As his words - "I could have done more! Why did I keep the car? Ten people right there. The pin. This is gold. Two more people. One more. I could have bought more people. But I didn't." - seared themselves into my mind as I sat in the darkness of that theater, I suddenly became convicted that many Christians-I among them-are going to be asking similar questions at the Great White Throne Judgment: "Why did I not do more to reach the lost for Christ? Why did I think I had to have that more expensive house, that more expensive car, that snowmobile, that ten-speed bicycle that hangs most of the time in my garage? Why did I not use more of my resources for the cause of Christ?" More poignantly, "Why was I not more committed to Christ's cause? Why did I esteem my own self-preservation so highly? Why was I not willing to go myself?" In that Great Day I fear that many of us will have no answers to salve our smitten consciences.
May God raise up in our day, while divine patience still grants us time, a multitude of men and women who will boldly dare to go into this lost and dying world where no man has ever gone before with the liberating law-free gospel of God!
Comments (4)
As a Jewish Believer, and a woman who lost family in the Holicaust, I thank you, Tim for posting this article. I truly believe that Schindler did all he could. Where was the rest of the world? He was one man. Why did God allow this to happen? These are questions that have been asked for years and years by the Jewish nation; by my parents, my aunts and uncles, people all over the world.

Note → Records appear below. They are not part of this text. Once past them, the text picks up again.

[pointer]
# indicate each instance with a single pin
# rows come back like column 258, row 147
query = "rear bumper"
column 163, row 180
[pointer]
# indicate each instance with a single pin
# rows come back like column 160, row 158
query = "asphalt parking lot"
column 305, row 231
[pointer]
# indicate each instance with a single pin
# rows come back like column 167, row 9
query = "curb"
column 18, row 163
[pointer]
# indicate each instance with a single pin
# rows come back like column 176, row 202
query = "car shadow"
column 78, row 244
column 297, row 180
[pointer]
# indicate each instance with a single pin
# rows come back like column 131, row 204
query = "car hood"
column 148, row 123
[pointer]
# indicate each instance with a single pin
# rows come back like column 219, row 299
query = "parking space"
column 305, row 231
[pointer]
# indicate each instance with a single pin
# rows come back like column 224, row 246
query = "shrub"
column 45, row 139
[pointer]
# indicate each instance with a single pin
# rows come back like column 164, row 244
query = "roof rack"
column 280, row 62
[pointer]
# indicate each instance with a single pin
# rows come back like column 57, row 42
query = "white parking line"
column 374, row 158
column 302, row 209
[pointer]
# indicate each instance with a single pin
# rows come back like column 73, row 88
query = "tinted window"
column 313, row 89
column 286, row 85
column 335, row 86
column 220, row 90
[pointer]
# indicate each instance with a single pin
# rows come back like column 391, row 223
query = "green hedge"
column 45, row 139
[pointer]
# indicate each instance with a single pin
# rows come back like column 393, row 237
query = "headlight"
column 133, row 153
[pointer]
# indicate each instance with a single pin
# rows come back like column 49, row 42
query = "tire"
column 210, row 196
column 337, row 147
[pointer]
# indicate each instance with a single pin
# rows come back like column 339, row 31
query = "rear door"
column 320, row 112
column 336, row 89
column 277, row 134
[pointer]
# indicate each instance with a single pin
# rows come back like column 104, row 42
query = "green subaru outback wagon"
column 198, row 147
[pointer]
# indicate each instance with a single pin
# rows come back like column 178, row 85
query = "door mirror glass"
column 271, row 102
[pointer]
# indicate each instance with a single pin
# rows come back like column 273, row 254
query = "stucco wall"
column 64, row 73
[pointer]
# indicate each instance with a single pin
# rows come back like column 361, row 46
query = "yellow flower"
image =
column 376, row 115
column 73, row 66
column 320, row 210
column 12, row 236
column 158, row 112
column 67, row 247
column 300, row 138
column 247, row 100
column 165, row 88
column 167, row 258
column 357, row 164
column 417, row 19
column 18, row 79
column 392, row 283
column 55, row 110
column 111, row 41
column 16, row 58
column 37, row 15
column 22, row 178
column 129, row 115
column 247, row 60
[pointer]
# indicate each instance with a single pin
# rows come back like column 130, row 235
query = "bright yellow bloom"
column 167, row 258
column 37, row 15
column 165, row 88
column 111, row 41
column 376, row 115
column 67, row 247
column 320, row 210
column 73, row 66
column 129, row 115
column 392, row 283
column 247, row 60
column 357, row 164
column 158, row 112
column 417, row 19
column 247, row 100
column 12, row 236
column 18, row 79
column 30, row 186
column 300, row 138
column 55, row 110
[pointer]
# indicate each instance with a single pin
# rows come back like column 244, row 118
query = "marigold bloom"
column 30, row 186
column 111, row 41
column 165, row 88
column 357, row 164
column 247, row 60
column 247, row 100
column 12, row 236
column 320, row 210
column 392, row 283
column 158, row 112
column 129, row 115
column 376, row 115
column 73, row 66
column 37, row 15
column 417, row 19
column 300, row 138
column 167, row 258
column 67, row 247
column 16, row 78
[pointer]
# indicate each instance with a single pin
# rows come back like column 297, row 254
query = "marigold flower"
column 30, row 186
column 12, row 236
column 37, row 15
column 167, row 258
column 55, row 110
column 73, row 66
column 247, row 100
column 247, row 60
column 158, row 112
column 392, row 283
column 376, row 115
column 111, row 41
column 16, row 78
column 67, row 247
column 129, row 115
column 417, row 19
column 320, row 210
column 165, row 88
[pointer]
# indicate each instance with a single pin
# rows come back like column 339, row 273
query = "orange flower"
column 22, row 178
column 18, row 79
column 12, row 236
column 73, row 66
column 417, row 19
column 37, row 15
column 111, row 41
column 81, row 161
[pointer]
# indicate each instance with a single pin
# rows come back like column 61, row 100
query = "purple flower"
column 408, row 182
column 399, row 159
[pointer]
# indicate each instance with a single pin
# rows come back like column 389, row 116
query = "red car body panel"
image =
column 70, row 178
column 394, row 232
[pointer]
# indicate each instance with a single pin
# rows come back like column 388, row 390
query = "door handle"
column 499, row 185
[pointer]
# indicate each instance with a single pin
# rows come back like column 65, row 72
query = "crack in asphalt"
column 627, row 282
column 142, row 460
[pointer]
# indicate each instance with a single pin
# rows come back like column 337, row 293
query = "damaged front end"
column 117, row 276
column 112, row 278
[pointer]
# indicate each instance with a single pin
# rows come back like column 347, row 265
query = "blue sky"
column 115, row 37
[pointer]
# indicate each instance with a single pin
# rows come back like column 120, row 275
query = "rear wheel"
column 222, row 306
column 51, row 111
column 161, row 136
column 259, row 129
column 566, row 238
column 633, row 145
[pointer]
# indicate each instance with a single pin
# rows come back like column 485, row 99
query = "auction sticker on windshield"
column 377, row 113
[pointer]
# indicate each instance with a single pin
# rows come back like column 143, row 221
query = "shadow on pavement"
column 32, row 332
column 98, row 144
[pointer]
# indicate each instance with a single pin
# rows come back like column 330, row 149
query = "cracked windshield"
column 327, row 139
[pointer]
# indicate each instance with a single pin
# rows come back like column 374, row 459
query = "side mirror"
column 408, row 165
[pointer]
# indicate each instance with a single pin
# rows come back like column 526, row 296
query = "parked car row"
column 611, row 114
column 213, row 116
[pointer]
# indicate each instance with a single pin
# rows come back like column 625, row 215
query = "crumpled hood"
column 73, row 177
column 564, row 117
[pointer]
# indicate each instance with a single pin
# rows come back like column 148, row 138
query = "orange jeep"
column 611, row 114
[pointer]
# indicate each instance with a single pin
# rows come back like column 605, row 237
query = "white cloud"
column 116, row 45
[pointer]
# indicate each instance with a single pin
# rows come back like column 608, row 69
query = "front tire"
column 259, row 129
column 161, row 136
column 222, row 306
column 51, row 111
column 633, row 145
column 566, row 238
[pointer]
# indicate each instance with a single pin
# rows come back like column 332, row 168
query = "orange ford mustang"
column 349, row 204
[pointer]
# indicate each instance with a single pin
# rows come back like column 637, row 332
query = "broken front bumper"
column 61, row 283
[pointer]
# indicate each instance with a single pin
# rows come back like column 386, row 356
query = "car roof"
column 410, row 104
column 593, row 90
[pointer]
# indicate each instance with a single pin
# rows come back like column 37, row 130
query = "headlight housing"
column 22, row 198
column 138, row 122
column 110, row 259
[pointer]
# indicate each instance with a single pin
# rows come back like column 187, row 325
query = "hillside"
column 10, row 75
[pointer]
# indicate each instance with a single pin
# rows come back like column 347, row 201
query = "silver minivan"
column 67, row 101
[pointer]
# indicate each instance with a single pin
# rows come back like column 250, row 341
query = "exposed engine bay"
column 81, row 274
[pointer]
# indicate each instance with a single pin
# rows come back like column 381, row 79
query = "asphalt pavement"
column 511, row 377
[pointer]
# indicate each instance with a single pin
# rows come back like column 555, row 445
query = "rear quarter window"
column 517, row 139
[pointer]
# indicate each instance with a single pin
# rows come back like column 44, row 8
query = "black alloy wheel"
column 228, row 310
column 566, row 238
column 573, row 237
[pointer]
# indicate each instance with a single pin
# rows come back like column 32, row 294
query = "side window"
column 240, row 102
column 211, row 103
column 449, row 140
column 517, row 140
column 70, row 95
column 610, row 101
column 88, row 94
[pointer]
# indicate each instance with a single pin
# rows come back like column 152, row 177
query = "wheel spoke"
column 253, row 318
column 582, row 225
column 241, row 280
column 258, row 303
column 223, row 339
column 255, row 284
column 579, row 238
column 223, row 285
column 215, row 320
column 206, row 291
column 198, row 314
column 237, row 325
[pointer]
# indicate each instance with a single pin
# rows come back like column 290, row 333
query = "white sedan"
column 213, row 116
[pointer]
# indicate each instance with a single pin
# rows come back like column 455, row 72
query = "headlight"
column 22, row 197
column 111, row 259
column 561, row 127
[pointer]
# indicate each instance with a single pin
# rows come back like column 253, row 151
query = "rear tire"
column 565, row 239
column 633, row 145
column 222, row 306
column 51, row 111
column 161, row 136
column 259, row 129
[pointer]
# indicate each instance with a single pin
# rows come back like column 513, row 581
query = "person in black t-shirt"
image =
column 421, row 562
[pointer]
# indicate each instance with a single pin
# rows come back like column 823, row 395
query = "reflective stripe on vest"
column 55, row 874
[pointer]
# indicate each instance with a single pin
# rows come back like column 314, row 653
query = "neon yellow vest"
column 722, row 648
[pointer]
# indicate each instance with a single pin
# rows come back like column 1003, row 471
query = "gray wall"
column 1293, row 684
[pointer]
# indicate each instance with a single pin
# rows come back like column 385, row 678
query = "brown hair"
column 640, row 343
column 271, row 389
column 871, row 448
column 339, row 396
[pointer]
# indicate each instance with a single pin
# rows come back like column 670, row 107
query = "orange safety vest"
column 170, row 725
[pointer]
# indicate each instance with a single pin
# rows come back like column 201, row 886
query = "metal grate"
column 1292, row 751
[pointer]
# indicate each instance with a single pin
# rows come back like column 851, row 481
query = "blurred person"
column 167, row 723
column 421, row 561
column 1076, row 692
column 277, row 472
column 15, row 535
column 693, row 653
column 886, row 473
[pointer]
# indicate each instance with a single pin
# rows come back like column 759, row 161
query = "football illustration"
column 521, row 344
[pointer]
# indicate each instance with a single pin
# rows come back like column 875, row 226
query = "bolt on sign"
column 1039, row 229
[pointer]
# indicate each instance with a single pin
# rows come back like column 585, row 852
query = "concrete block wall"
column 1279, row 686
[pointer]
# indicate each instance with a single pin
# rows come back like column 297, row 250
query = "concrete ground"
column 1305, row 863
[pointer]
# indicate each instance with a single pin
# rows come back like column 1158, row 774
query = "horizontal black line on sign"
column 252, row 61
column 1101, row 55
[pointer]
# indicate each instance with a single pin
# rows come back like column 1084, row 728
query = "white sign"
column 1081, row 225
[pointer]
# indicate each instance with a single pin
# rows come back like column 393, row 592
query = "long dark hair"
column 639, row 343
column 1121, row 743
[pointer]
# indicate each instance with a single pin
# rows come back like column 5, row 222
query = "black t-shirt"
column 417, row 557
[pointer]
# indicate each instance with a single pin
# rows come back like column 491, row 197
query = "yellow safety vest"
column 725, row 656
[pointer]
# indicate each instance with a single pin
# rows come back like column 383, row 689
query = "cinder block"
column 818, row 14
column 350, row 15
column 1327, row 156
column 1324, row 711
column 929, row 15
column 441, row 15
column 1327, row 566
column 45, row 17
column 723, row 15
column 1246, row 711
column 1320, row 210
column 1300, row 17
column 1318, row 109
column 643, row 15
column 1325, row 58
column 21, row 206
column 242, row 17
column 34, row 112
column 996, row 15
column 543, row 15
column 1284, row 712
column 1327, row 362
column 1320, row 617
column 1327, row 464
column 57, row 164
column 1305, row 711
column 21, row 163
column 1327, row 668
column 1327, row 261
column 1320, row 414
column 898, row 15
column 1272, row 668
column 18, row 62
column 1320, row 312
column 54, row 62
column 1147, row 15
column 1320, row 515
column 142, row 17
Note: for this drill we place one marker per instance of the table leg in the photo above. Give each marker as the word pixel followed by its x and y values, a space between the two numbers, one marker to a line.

I must believe, that God used this hellish time of our history to bring men and women to himself. I think of Corrie Ten Boone and others who gave up all they had to speak the Gospel to those 6,000,000 Jews and almost 5,000,000 gentiles who died at the hand of Hitler.
The Halicaust was an awful, terrible, time where man's sin was so promonant (forgive my spelling). But, how many other times in World History was sin so apparent? Slavery, the killing of millions in Cambodia; the imprisonment of Chinese Christians, etc.
We do need to be bold men and women, and we do need to share the Gospel of Jesus Christ. We do need to pray for the lost and dying. And, we do need to remember the Lord's forgiveness in our own lives.
My favorite passage of scripture speaks volumns to my heart. I hope it can be an encouragement to you as well.
"I have been crucified with Christ; and it is no longer I who live, but Christ lives within me. And, the life that I now live in the flesh, I live by faith in the Son of God, who Loved me and gave Himself up for me." Galations 2:20
May we all remember that it is Christ who chose us and loves us and desires us to be fishers of men, so that all can believe.
Shalom!
Thanks, Tim...so much. May the Lord bless your day.
I have all the respect for Schindler, - he did his duty in saving the lives of innocent people. Afterall, life is the greatest gift from God. I will not, however, accept Judaism as more than a religion of hypocrites. They were the people whom God had been preparing for the coming of the Messiah, their promised savior, - and they have rejected him! How can one still be so arrogant after so many years? And still believe that they are 'the chosen ones'? I am not anti-semite, but I will not consider anyone who practices Judaism anything but a hypocrite. To me, it is no wonder that the Holocaust has happened. My deepest respect and blessings to those jews who have accepted Christ. May Felix Mendelssohn-Bartholdy be an example to those whose hearts are still too hard for the love of Christ!
Tim...did you happen to answer this fellow above? I think he is somewhat anti-semetic, but didn't know if you knew him, or if it was worth answering him...just wondering.